You can shoot now. This is more a functional level test than a unitary test. The body of the second test is too large and provides too many information. Basically I create three resources :

import org.junit.Test
import org.junit.Assert._

final class TestMapReduce {
  val resourceOne = Resource(List("Server", "Switch"))
  val resourceTwo = Resource(List("Server", "HTTP", "FTP"))
  val resourceThree = Resource(List("Server", "LDAP"))
//...
}

As I expect my reverse indexer to take instance of List[(Resource, List[String])] as input I create this structure into the method:

def inputFor(resourceOne: Resource, resourceTwo: Resource, resourceThree: Resource): List[(Resource, List[String])] = {
    List(
      (resourceOne, resourceOne.properties),
      (resourceTwo, resourceTwo.properties),
      (resourceThree, resourceThree.properties)
    )
  }

I then challenge my indexer, checking the output result and specifically that each entry is mapped to the owning resource:

@Test
  def index_WithSentences_ShouldMatch() {
    val mapper = DefaultIndexerMapper[Resource, String]()
    val result = ReverseIndex[Resource, String](mapper).proceedWith(
      inputFor(resourceOne, resourceTwo, resourceThree)
    )

    assertEquals(5, result size)

    assertEquals(3, result("Server") size)
    assertTrue(result("Server").contains(resourceOne))
    assertTrue(result("Server").contains(resourceTwo))
    assertTrue(result("Server").contains(resourceThree))
//...
  }

No excuse, I was in a rush and as Uncle Bob says, you have no excuse to do dirty job. Shame on me. The solution I provided to pass the test comes as :

import actors.Actor._
case class Intermediate[K, V](list: List[(V,K)])
case class Optimized[K, V](value: V, forKeys: List[K])

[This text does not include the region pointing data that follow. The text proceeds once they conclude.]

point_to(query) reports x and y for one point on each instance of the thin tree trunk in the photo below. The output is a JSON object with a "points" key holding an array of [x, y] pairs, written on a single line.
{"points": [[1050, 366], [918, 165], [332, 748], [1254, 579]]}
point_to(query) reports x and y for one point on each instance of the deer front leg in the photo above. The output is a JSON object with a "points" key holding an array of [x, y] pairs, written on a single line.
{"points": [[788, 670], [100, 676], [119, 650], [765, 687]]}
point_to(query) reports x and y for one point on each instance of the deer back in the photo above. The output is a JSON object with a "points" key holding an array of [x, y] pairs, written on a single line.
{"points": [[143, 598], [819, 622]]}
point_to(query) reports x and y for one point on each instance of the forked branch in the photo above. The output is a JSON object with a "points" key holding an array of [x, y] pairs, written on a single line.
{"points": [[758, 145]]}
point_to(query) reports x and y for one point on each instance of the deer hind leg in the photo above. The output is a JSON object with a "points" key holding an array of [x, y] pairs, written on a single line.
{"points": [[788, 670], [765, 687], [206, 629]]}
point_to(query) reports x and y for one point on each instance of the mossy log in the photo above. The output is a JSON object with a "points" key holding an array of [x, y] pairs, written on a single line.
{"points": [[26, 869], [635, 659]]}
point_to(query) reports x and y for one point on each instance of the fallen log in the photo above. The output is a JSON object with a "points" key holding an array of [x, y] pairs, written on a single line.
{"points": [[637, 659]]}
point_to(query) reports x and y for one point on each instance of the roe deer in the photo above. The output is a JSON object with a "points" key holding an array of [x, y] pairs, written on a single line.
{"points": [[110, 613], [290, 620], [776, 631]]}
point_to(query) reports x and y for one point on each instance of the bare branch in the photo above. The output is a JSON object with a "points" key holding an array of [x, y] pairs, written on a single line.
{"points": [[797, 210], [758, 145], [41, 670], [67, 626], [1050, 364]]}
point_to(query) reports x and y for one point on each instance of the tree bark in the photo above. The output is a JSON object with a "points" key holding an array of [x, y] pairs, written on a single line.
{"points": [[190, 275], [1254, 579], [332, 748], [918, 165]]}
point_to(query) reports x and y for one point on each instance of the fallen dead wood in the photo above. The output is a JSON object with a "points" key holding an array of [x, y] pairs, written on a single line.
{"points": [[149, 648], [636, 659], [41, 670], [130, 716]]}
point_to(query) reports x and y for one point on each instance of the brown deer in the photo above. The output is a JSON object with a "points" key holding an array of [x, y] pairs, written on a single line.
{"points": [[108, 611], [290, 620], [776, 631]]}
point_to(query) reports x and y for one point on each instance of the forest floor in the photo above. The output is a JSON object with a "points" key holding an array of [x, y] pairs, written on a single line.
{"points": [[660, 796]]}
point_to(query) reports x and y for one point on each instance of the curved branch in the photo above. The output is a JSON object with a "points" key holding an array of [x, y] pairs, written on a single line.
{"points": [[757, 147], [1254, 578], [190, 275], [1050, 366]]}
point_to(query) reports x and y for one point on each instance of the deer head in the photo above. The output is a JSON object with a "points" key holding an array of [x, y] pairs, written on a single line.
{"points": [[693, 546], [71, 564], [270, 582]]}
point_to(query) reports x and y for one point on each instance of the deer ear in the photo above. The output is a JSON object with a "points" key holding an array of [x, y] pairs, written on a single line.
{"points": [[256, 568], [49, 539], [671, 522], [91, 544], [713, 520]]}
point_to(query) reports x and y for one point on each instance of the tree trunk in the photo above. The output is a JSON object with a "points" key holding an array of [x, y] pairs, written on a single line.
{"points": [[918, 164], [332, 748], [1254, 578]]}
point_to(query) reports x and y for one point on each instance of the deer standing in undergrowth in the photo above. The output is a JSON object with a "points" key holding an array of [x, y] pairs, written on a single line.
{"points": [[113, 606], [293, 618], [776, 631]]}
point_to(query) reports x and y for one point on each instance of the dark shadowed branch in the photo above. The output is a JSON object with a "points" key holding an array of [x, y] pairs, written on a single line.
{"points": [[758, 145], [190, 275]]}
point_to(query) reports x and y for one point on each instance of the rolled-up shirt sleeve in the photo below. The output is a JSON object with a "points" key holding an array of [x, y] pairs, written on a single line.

final class ReverseIndex[K,V] private(delegate: ReverseIndexMapper[K,V]){

  def selecting(list: List[K]): List[K] = {
    delegate.selecting(list)
  }

  def mapping(key: K, list: List[V]): List[(V,K)] = {
    delegate.mapping(key, list)
  }

  def mapped(input: List[(K, List[V])]) ={
    val master = self
    for ((key, values) <- input) {
      actor {
        master ! Intermediate(mapping(key, values))
        exit()
      }
    }
    input
  }

  def join(taskSize: Int) = {
    var mappedLists = List[(V, K)]()
    for (_ <- 1 to taskSize) {
      receive {
        case Intermediate(list: List[(V, K)]) =>
          mappedLists :::= list
        case _ => println("Trap")
      }
    }
    mappedLists
  }

  def all(list: List[(K, List[V])]): Int ={
    list.size
  }

  def mapFrom(mappedLists: List[(V, K)]): Map[V, List[K]] = {
    var toReduce = Map[V, List[K]]().withDefault(k => List[K]())
    for ((key, value) <- mappedLists)
      toReduce += (key -> (value :: toReduce(key)))
    toReduce
  }

  def reduced(reducedMap: Map[V, List[K]]) ={
    val master = self
    for ((key, values) <- reducedMap)
      actor {
        master ! Optimized(key, selecting(values))
        exit()
      }
    reducedMap
  }

  def collect(reducedMap: Map[V, List[K]]): Map[V, List[K]] = {
    var result = Map[V, List[K]]()
    for (_ <- 1 to reducedMap.size)
      receive {
        case Optimized(key: V, values: List[K]) => result += (key -> values)
      }
    result
  }

  def proceedWith(input: List[(K, List[V])]): Map[V, List[K]] = {
    val reversedLists = join(all(mapped(input)))
    collect(reduced(mapFrom(reversedLists)))
  }
}

object ReverseIndex {
  def apply[K,V](delegate : ReverseIndexMapper[K,V] ):ReverseIndex[K,V] ={
    new ReverseIndex[K,V](delegate)
  }
}

Don't panic. This is the final version and I may have exaggerated the use of methods calls in the main method. Let's start with the simple elements. Fisrt we have a companion object:

object ReverseIndex {
  def apply[K,V](delegate : ReverseIndexMapper[K,V] ):ReverseIndex[K,V] ={
    new ReverseIndex[K,V](delegate)
  }
}

The companion object build the reverse indexer, taking as a parameter a DefaultIndexerMapper implementation. This is why the class declaration comes to be:

final class ReverseIndex[K,V] private(delegate: ReverseIndexMapper[K,V])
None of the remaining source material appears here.